The Positive Benefits of Adding a Water Feature in Your Living Space
The Positive Benefits of Adding a Water Feature in Your Living Space The addition of a wall water feature or an outdoor garden fountain is an excellent way to embellish your yard or garden design.
Many contemporary designers and artisans have been inspired by historical fountains and water features. As such, integrating one of these to your interior is a great way to connect it to the past. Among the many attributes of these beautiful garden fountains is the water and moisture they discharge into the air which attracts birds and other wild life as well as helps to balance the ecosystem. Birds drawn to a fountain or bird bath often frighten off irksome flying pests, for instance. The space necessary for a cascading or spouting fountain is considerable, so a wall fountain is the perfect size for a small yard. There are two types of fountains to choose from including the freestanding version with a flat back and an attached basin set up against a fence or a wall in your yard, or the wall-mounted, self-contained version which is suspended directly on a wall. Adding a fountain to an existent wall requires that you include a fountain mask as well as a basin at the bottom to gather the water. The plumbing and masonry work necessary for this kind of job requires know-how, so it is best to employ a skilled person rather than do it yourself.
The Source of Today's Outdoor Garden Fountains
The Source of Today's Outdoor Garden Fountains The translation of hundreds of classical Greek texts into Latin was commissioned by the scholarly Pope Nicholas V who led the Church in Rome from 1397 till 1455.
Beautifying Rome and making it the worthy capital of the Christian world was at the heart of his ambitions. Beginning in 1453, the ruined ancient Roman aqueduct known as the Aqua Vergine which had brought fresh drinking water into the city from eight miles away, underwent repair at the behest of the Pope. Building a mostra, a grandiose celebratory fountain built by ancient Romans to memorialize the entry point of an aqueduct, was a custom revived by Nicholas V. The architect Leon Battista Alberti was commissioned by the Pope to construct a wall fountain where we now see the Trevi Fountain. The aqueduct he had reconditioned included modifications and extensions which eventually allowed it to supply water to the Trevi Fountain as well as the famed baroque fountains in the Piazza del Popolo and the Piazza Navona.

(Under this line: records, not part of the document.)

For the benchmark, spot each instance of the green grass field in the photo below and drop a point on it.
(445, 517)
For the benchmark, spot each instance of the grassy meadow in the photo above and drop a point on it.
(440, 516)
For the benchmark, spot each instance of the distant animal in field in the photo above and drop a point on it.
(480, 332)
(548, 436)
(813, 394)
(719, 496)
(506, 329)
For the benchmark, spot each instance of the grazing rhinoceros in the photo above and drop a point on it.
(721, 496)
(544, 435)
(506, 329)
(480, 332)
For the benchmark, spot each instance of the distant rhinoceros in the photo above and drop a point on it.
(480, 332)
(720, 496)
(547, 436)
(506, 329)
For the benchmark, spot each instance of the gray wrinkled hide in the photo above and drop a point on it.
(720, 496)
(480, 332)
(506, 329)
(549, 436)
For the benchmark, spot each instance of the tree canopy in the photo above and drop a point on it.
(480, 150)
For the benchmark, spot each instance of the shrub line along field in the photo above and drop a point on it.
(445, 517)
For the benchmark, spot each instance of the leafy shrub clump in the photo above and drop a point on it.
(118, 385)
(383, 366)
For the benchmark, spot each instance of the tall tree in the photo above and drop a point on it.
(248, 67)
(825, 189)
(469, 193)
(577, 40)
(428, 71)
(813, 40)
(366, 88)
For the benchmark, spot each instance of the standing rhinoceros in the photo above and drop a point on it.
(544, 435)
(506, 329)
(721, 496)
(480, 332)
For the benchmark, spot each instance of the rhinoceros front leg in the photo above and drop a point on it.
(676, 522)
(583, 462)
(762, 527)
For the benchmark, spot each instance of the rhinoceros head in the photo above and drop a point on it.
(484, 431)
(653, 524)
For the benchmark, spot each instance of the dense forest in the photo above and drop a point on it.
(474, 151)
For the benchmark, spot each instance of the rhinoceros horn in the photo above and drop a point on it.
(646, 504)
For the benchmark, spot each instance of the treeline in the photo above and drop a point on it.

Garden Fountain Engineers Through History
Garden Fountain Engineers Through History Water feature designers were multi-talented people from the 16th to the late 18th century, often working as architects, sculptors, artisans, engineers and cultivated scholars all in one person. Throughout the Renaissance, Leonardo da Vinci exemplified the creator as a creative genius, inventor and scientific virtuoso. With his tremendous fascination regarding the forces of nature, he investigated the characteristics and motion of water and also methodically documented his examinations in his now recognized notebooks. Innovative water exhibits full of symbolic significance and natural wonder changed private villa settings when early Italian fountain designers fused resourcefulness with hydraulic and gardening expertise. The humanist Pirro Ligorio, celebrated for his virtuosity in archeology, architecture and garden design, delivered the vision behind the splendors in Tivoli. Masterminding the excellent water marbles, water features and water pranks for the numerous estates in the vicinity of Florence, other water feature creators were well versed in humanist issues and classical scientific texts.